How do you evaluate the inverse function by sketching a unit circle, locating the correct angle, and evaluating the ordered pair on the circle for: #tan^-1 (0)# and #csc^-1 (2)#?

1 Answer
Aug 4, 2014

The trigonometric functions (#"sin"#, #"cos"#, #"tan"#) all take angles as their arguments, and produce ratios. (remember SOHCAHTOA)

The inverse trigonometric functions (#"arcsin"#, #"arccos"#) take ratios as their arguments, and produce the corresponding angles.

Let us take a look at a unit circle diagram:
Unit circle diagram with radius

#r# is the radius of the circle, and it is also the hypotenuse of the right triangle.

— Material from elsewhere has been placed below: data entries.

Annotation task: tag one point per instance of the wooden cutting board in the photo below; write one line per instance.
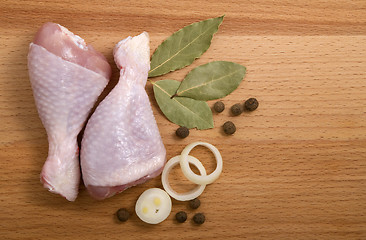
(295, 168)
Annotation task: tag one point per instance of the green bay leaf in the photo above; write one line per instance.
(182, 111)
(212, 80)
(183, 47)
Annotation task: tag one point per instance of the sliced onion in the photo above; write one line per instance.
(153, 206)
(200, 179)
(188, 195)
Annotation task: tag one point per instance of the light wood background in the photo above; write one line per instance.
(295, 168)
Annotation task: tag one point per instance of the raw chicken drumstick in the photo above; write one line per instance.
(67, 76)
(122, 146)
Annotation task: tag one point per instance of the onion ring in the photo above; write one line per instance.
(188, 195)
(200, 179)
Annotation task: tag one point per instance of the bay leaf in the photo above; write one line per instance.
(212, 80)
(182, 111)
(183, 47)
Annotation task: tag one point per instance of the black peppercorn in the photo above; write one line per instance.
(199, 218)
(219, 107)
(236, 109)
(229, 127)
(251, 104)
(181, 216)
(182, 132)
(122, 214)
(194, 203)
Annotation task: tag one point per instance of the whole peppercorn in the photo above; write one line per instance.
(122, 214)
(181, 216)
(229, 127)
(236, 109)
(251, 104)
(219, 106)
(199, 218)
(194, 203)
(182, 132)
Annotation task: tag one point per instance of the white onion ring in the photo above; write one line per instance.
(188, 195)
(200, 179)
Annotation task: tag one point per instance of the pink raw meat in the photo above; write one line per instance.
(122, 146)
(67, 76)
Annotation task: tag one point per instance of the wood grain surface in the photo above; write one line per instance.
(295, 168)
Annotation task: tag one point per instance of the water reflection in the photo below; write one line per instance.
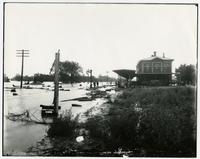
(18, 136)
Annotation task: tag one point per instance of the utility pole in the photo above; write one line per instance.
(90, 78)
(56, 82)
(22, 53)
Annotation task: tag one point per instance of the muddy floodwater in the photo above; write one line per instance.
(18, 135)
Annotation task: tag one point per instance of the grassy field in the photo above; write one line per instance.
(146, 122)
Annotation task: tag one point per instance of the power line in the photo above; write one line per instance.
(22, 53)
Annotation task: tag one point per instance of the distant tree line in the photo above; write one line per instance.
(70, 72)
(185, 74)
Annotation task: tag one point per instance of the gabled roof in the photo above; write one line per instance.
(155, 57)
(128, 74)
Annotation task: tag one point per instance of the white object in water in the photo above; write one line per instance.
(80, 139)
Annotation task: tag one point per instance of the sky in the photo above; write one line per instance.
(101, 37)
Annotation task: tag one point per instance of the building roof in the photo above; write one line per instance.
(155, 57)
(128, 74)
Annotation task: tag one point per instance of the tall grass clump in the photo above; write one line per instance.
(158, 121)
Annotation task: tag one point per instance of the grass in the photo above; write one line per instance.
(153, 122)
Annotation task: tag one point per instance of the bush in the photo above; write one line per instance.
(166, 122)
(64, 126)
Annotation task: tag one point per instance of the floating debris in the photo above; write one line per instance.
(13, 90)
(79, 99)
(76, 105)
(15, 94)
(80, 139)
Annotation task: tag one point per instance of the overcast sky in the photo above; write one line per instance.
(101, 37)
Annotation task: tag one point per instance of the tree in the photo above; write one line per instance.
(185, 74)
(70, 71)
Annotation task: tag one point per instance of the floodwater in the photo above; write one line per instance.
(18, 135)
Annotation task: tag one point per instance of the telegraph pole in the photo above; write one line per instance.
(22, 53)
(56, 82)
(90, 78)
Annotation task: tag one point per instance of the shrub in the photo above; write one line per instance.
(63, 126)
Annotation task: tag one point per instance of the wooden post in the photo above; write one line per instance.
(22, 53)
(56, 82)
(90, 78)
(22, 69)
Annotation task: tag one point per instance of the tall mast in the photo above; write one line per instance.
(56, 82)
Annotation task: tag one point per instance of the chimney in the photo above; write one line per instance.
(163, 55)
(154, 53)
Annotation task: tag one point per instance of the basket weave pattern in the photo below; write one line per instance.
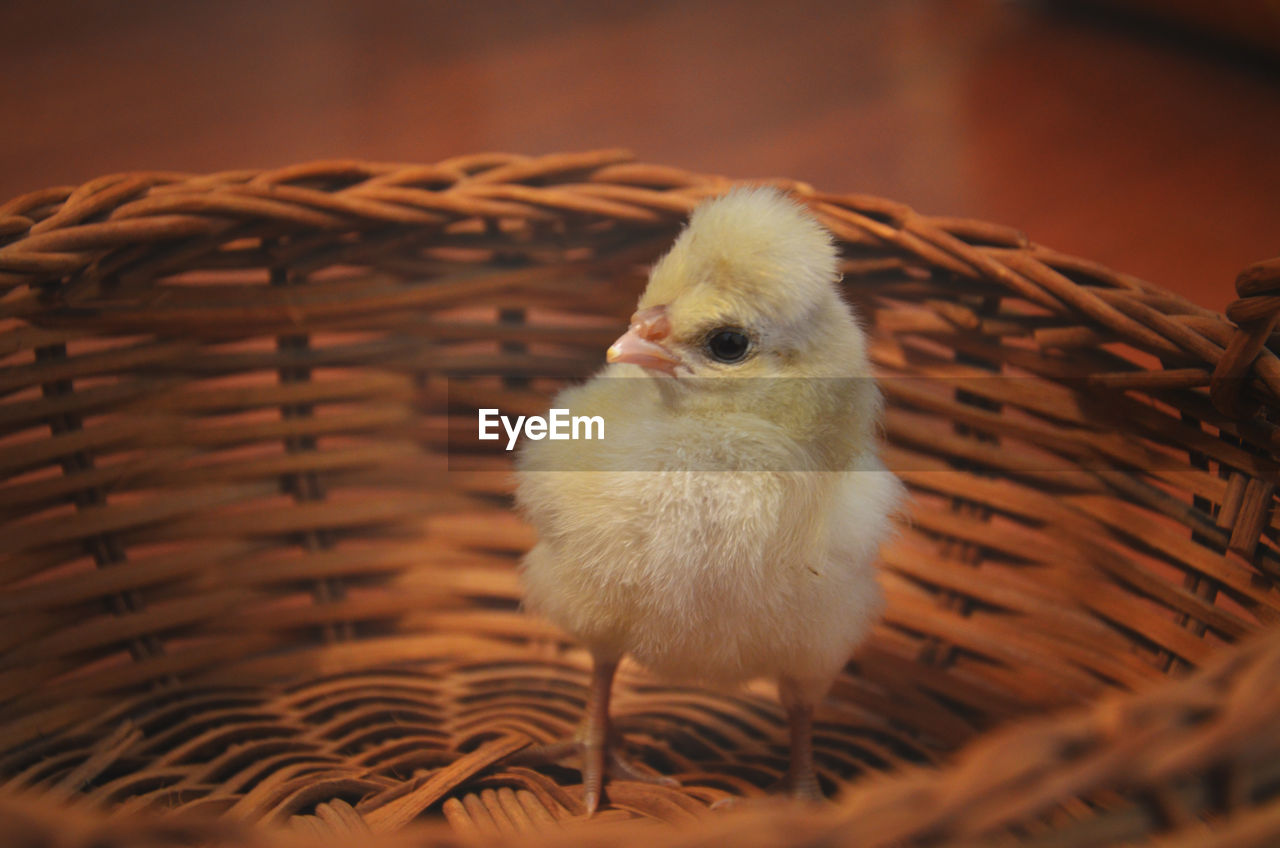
(241, 578)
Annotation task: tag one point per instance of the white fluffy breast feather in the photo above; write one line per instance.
(716, 577)
(723, 575)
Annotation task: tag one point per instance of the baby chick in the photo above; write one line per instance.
(726, 527)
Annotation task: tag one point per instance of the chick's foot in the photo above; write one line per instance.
(598, 747)
(598, 761)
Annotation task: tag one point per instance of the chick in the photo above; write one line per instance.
(727, 525)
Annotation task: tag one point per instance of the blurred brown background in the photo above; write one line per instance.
(1147, 146)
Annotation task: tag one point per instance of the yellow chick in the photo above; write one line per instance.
(727, 525)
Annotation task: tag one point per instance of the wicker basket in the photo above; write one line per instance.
(248, 582)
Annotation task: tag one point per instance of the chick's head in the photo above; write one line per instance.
(749, 290)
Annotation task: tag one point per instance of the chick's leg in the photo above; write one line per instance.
(799, 707)
(595, 742)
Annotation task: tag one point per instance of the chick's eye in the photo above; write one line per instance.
(727, 345)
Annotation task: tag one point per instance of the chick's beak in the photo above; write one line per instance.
(641, 345)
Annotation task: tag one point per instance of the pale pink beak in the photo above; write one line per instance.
(641, 343)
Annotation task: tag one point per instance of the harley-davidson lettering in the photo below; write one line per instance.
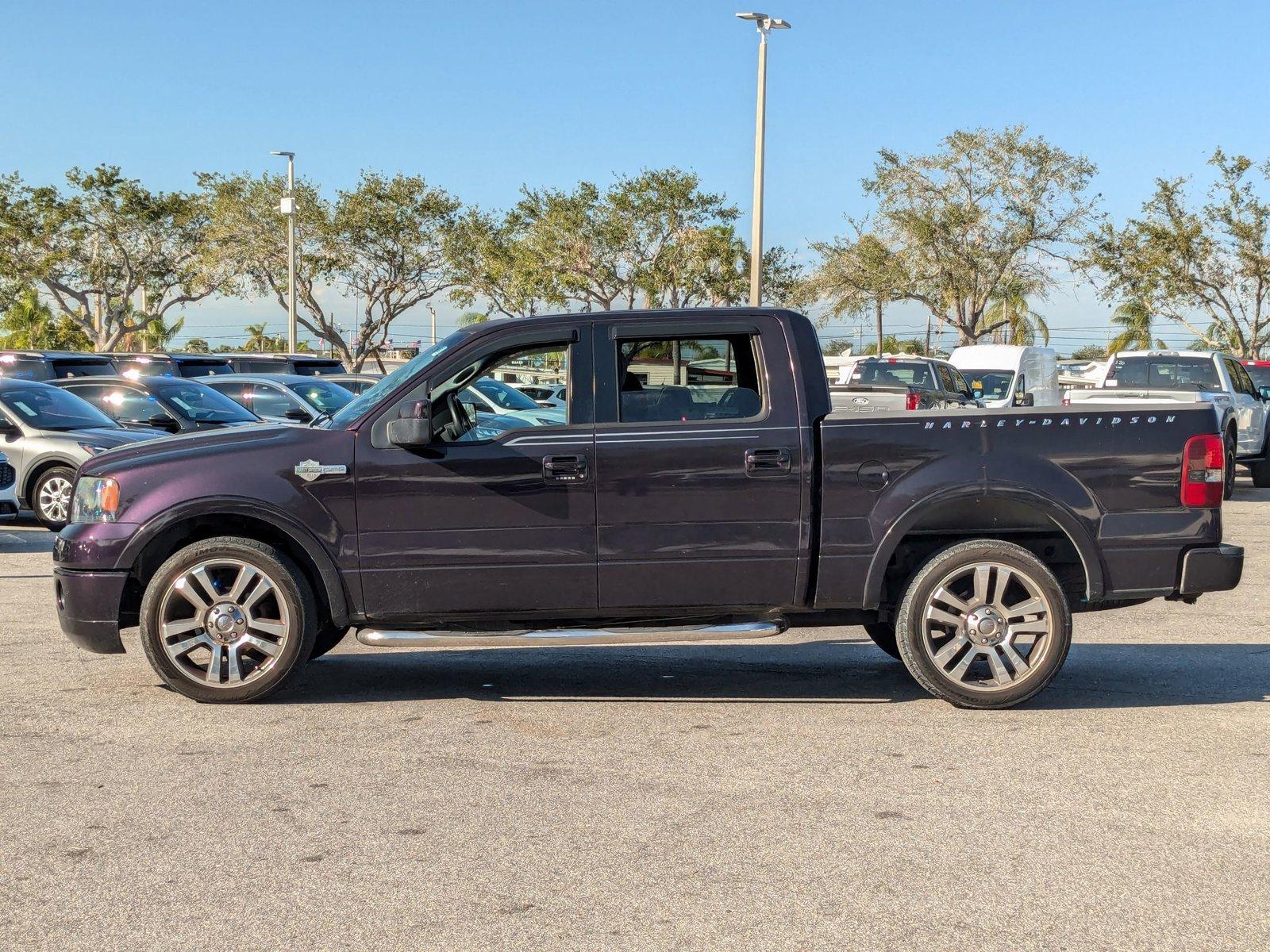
(310, 470)
(1047, 422)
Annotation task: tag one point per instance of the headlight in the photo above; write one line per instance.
(95, 501)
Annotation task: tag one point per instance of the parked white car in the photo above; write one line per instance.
(1006, 374)
(8, 489)
(1187, 378)
(493, 397)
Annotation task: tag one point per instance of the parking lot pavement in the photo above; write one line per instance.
(791, 793)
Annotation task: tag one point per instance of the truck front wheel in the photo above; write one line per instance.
(983, 625)
(228, 620)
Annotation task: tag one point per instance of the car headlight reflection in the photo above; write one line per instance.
(95, 501)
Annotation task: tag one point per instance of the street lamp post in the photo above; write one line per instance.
(289, 209)
(765, 25)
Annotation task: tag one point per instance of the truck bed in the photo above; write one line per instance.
(1105, 479)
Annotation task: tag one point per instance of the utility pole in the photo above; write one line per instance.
(765, 25)
(289, 209)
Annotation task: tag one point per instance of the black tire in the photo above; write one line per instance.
(1261, 474)
(290, 590)
(52, 516)
(1229, 489)
(328, 636)
(918, 651)
(883, 635)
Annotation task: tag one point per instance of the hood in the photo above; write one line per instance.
(198, 443)
(108, 438)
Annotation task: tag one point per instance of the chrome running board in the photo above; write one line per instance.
(387, 638)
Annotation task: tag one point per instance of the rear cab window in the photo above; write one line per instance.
(1164, 372)
(893, 372)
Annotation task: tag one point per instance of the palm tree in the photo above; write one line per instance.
(158, 336)
(1136, 317)
(256, 336)
(1022, 324)
(29, 324)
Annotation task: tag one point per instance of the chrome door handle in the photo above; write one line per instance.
(768, 463)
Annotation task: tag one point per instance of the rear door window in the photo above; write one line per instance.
(670, 380)
(1164, 374)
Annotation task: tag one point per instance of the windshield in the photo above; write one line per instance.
(321, 393)
(1260, 374)
(990, 385)
(51, 409)
(205, 405)
(376, 395)
(893, 374)
(507, 397)
(1164, 374)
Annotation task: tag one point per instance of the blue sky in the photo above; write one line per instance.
(482, 97)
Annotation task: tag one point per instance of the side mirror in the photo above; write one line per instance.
(162, 422)
(412, 431)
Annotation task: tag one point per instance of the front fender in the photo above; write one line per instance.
(302, 535)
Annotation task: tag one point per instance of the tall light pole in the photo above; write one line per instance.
(289, 209)
(765, 25)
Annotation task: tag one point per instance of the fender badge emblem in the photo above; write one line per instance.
(310, 470)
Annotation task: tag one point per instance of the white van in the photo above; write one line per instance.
(1005, 374)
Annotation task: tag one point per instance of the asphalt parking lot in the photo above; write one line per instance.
(791, 793)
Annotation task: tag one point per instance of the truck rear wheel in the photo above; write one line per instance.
(983, 625)
(228, 620)
(883, 635)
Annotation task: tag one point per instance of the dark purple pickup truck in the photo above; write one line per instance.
(698, 486)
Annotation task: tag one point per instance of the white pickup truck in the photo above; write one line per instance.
(1189, 378)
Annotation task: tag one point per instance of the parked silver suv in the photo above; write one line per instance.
(48, 433)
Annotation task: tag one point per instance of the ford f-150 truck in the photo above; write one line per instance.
(702, 486)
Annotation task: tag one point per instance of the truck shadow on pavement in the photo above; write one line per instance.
(1096, 676)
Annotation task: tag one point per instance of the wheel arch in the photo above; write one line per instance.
(1005, 511)
(35, 470)
(207, 518)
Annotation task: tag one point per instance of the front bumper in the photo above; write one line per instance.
(88, 608)
(1210, 570)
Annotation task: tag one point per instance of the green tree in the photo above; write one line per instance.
(952, 228)
(1013, 317)
(1136, 317)
(105, 244)
(1206, 268)
(1090, 352)
(393, 235)
(257, 340)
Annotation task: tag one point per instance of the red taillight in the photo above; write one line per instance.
(1203, 473)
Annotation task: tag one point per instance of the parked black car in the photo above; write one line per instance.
(698, 486)
(168, 404)
(302, 365)
(54, 365)
(163, 365)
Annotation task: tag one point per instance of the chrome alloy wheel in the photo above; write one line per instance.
(224, 622)
(987, 626)
(55, 499)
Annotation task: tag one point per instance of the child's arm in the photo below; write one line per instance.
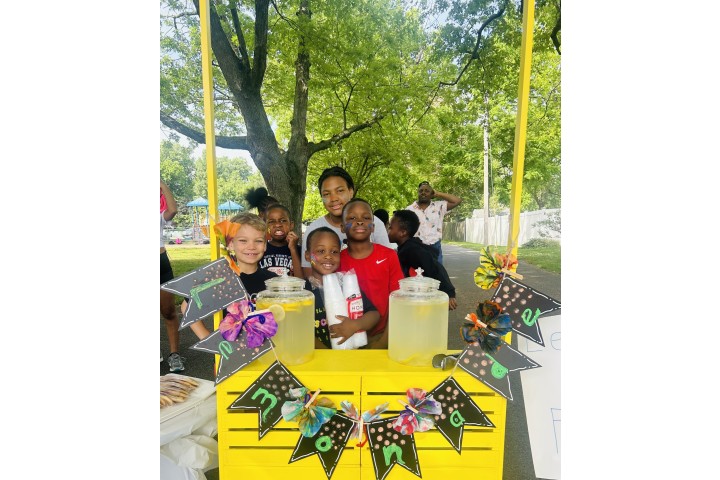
(349, 327)
(382, 341)
(292, 239)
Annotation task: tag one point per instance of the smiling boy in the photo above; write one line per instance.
(246, 244)
(283, 252)
(377, 266)
(336, 188)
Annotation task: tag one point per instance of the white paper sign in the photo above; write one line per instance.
(541, 389)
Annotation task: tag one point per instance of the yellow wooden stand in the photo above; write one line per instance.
(366, 378)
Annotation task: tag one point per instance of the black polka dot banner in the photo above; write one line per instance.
(234, 354)
(458, 410)
(328, 444)
(267, 394)
(525, 305)
(492, 370)
(210, 288)
(389, 447)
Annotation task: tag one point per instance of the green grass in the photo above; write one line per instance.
(547, 258)
(186, 258)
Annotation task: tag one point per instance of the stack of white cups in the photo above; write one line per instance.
(336, 304)
(353, 297)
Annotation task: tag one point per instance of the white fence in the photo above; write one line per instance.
(473, 229)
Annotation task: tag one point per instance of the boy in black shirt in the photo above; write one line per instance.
(413, 254)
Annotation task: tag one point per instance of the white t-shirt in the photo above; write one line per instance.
(431, 219)
(379, 236)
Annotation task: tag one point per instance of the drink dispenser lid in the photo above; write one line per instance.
(284, 283)
(419, 283)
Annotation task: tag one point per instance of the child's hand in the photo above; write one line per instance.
(291, 238)
(343, 330)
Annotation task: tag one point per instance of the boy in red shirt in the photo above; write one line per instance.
(377, 267)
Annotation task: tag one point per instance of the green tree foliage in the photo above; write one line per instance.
(391, 90)
(234, 177)
(364, 59)
(177, 170)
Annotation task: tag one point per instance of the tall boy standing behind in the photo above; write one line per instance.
(377, 267)
(336, 189)
(323, 253)
(413, 254)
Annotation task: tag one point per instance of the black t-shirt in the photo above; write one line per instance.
(276, 259)
(255, 282)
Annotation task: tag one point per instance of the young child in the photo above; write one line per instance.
(244, 237)
(283, 251)
(377, 266)
(413, 254)
(336, 188)
(260, 199)
(323, 253)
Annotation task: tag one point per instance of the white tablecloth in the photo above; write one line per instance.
(187, 446)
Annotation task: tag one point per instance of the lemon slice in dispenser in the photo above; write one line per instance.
(277, 311)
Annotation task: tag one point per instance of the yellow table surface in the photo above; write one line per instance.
(366, 378)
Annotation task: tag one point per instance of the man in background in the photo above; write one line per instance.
(431, 214)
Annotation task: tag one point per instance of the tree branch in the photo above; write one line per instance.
(473, 55)
(230, 64)
(324, 144)
(242, 47)
(234, 143)
(260, 56)
(553, 35)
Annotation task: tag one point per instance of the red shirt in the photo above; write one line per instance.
(378, 275)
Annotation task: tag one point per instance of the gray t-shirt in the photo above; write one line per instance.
(379, 236)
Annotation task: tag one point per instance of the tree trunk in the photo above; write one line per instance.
(486, 174)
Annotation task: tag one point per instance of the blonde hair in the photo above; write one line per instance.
(250, 219)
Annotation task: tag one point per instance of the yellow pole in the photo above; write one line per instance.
(521, 124)
(209, 125)
(209, 138)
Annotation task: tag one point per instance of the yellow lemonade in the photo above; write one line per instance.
(418, 329)
(295, 338)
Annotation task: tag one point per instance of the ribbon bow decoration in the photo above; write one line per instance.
(310, 412)
(493, 267)
(418, 413)
(258, 326)
(486, 326)
(359, 420)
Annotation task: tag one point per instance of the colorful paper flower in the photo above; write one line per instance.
(309, 412)
(489, 274)
(418, 413)
(258, 326)
(367, 416)
(486, 326)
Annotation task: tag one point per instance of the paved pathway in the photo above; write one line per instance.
(460, 264)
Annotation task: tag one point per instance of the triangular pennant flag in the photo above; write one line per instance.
(328, 443)
(389, 447)
(210, 288)
(267, 394)
(458, 410)
(525, 305)
(234, 354)
(493, 369)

We will start with #arctan 0#. First, we know that the tangent of an angle equals the ratio between the opposite side and the adjacent side. And, we know that the arc tangent function takes a ratio of this form, and produces an angle. Since #0# is our arc tangent's argument, then it must be equal to the ratio:

#y/x = 0#.

Clearly, this statement can only be true if #y = 0#. And if #y= 0#, then #theta# must also be #0#.

So,

#arctan 0 = 0#.

Let us move on to #"arccsc"(2)#.

Well, the cosecant of an angle is the inverse of its sine. In other words,

#csc theta = 1/sin theta#.

We know that sine gives a ratio between the opposite side and the hypotenuse. So, the cosecant function therefore gives a ratio between the hypotenuse and the opposite side. And, if the arc-cosecant takes this ratio as an argument, and gives the angle, then we know that #2# must be the ratio between the hypotenuse and the opposite side.

#2 = r/y#

This is more conveniently written as:

#2y = r#

Or, alternatively as:

#y = 1/2 r#

What this tells us is that for our angle #theta# to equal the #"arccsc"# of #2#, we need a right triangle whose hypotenuse is twice the length of its opposite leg.

And, elementary geometry tells us that this is precisely what occurs in a 30-60-90 triangle.

If #r = 2y#, then #x = ysqrt(3)#. Therefore, #theta# is equal to #30# degrees, or #pi/6#.